In deze uitspraak van de Rechtbank Den Haag, gedaan op 18 maart 2025, wordt het beroep van eiser tegen het niet tijdig beslissen op zijn asielaanvraag behandeld. Eiser had zijn aanvraag ingediend op 22 december 2023, en de wettelijke beslistermijn van zes maanden zou op 22 juni 2024 eindigen. Echter, de minister van Asiel en Migratie had de beslistermijn met negen maanden verlengd vanwege een groot aantal aanvragen, wat door de rechtbank als rechtsgeldig werd beschouwd. Hierdoor was de ingebrekestelling van 6 november 2024 prematuur, en voldeed het beroep niet aan de vereisten van artikel 6:12, tweede lid, van de Awb.
De rechtbank oordeelt verder dat de minister op 11 december 2024 een Besluit- en Vertrekmoratorium heeft ingesteld voor vreemdelingen uit Syrië, waardoor de beslistermijn voor lopende asielaanvragen is verlengd tot maximaal 21 maanden.
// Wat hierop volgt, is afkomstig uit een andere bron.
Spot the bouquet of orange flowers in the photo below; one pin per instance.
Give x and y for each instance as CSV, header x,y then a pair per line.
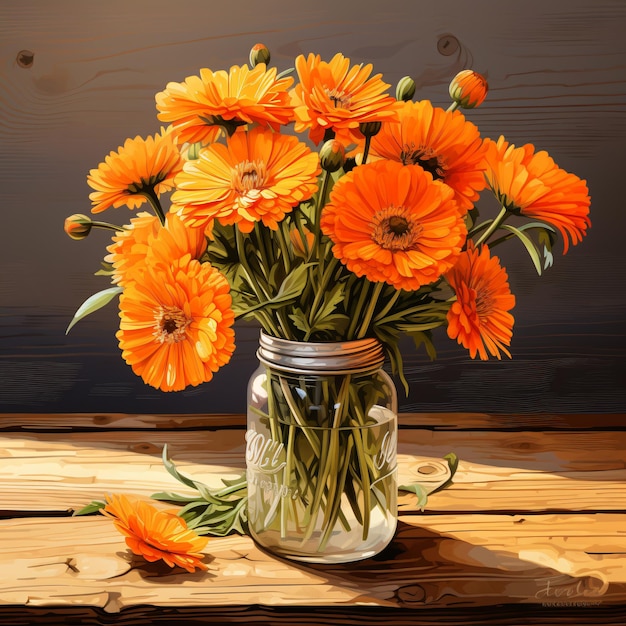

Dit betekent dat eiser pas na 22 september 2025 de minister in gebreke kan stellen, tenzij het moratorium eerder eindigt. Gezien deze omstandigheden verklaart de rechtbank het beroep niet-ontvankelijk en ziet zij geen aanleiding voor een proceskostenveroordeling.
De uitspraak is gedaan door mr. A.G.D. Overmars, in aanwezigheid van mr. B.A. Smit, griffier, en is openbaar gemaakt via rechtspraak.nl. Eiser heeft de mogelijkheid om binnen vier weken na verzending van de uitspraak een beroepschrift in te dienen bij de Afdeling bestuursrechtspraak van de Raad van State als hij het niet eens is met deze uitspraak.